Does anyone know of any bands that utilize classical music but modernize it? Incorporating hip-hop or such genres with the classical sounds?

Also, does anyone know of any classical music that strongly emphasizes female vocals?


----------



## david johnson (Jun 25, 2007)

hi! 

chicago used prokofiev's 'lt. kije' on an old tune.
'lover's concerto' is a bach minuet.
uri caine does mahler jazz.

dj


----------



## Chi_townPhilly (Apr 21, 2007)

O.K.: I'll show my age here- and open up the confessional of former guilty pleasures.
My first exposure to the *Sibelius' Karelia Suite* was via Keith Emerson & the Nice.
The final movement of of *Alberto Ginastera's Piano Concerto 1* was reworked as "Toccata" in Emerson, Lake and Palmer's _Brain Salad Surgery_.
Before that "The Barbarian" was modelled on "Allegro Barbaro" from a Sonata by *Bela Bartok* as part of ELP's eponymous album.
They also did a setting for Mussorgsky's *Pictures at an Exhibition*, but I don't know it.
My initial awareness of *Holst's "The Planets"* came from synthesizer wiz Iaso Tomita. 
A *Prokofiev* work also figures in the introduction of "Russians" from Sting's _Dream of the Blue Turtles_ album.

In the realm of "elevator music," Chopin was cribbed by Barry Manilow for one of his hits, and Eric Carmen heisted from Rachmaninoff for one of his. (I am blessedly ignorant of the specific examples, which are probably best forgotten, after all)


----------



## opus67 (Jan 30, 2007)

_Evanescence_ have used the Lacrymosa from Mozart's _*Requiem*_.


----------



## magicman531 (Sep 27, 2007)

Thanks for all the suggestions so far. I've not listened to them all yet, but stylistically I'm looking for ones close to what opus67 posted. Classical fused with pretty modern stuff. Another one I came across was Miri Ben-Ari, also known as the "Hip-Hop Violinist." I've been racking my brain trying to remember others, but haven't been too successful at it  


Not necessarily using a strictly classical piece, but the sound of them. Even if it is newly written. It's just such a task trying to find any as it's not mainstream at all...


----------



## Handel (Apr 18, 2007)

arghh (go to about 2 min 15 seconds...before is just talking)


----------



## Morigan (Oct 16, 2006)

Handel said:


> arghh (go to about 2 min 15 seconds...before is just talking)


MY EARS!! THEY BLEED!! D:

*Händel se retourne dans sa tombe*


----------



## Rondo (Jul 11, 2007)

There's a German metal band, At Vance, that has played a lot of classical pieces, such as Beethoven's Fifth, Vivaldi's Four Seasons and even Ase's Dead from Grieg's _Peer Gynt_. Also, there is Trans-Siberian Orchestra, but most of their work is holiday music.


----------



## Chi_townPhilly (Apr 21, 2007)

magicman531 said:


> Also, does anyone know of any classical music that strongly emphasizes female vocals?

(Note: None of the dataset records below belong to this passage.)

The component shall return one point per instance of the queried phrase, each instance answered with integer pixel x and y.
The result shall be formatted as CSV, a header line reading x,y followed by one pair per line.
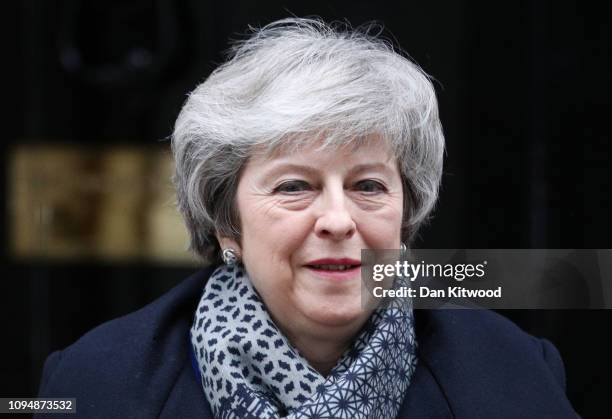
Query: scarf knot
x,y
250,370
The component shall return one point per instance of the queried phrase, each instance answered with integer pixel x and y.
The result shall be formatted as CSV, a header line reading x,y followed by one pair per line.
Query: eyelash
x,y
279,188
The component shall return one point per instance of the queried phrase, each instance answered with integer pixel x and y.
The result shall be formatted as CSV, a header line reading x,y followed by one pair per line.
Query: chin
x,y
335,315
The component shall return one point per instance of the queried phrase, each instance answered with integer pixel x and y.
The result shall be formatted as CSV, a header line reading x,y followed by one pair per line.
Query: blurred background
x,y
91,91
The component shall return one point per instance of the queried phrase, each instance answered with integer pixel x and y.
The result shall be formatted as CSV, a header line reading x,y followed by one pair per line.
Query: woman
x,y
310,144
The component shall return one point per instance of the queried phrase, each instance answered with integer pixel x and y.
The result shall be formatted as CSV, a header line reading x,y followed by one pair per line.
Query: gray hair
x,y
292,81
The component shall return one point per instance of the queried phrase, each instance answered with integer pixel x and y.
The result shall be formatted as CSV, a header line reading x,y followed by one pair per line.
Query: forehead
x,y
372,149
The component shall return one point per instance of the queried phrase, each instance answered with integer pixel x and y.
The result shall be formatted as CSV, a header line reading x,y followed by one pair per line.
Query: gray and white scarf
x,y
249,369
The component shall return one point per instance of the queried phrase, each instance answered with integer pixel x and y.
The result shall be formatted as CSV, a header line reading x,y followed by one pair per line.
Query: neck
x,y
323,352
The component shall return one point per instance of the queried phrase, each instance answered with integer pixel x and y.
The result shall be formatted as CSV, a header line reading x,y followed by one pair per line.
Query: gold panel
x,y
109,204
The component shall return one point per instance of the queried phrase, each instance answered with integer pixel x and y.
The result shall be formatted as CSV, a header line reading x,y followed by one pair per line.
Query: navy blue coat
x,y
471,364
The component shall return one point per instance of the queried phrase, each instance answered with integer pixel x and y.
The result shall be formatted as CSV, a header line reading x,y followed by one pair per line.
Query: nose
x,y
334,220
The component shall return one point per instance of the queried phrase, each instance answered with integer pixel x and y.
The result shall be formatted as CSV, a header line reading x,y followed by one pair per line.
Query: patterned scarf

How can I pass up an opportunity to advocate the "Immolation Scene" from Wagner's _Twilight of the Gods_?

There's a great deal of female vocal display in Mozart, as well. Rather than cite something that would require a cull from an opera, I'll mention "Exsultate, jubilate."

Another good thing about these two works is that they're frequently found in "excerpts" or "highlights" collections... possibly available at your lending library- so you can find out, cost-free, if they're for you.


----------



## Oneiros (Aug 28, 2006)

Have a look at the Lieder of Schumann and Schubert for female singing.


----------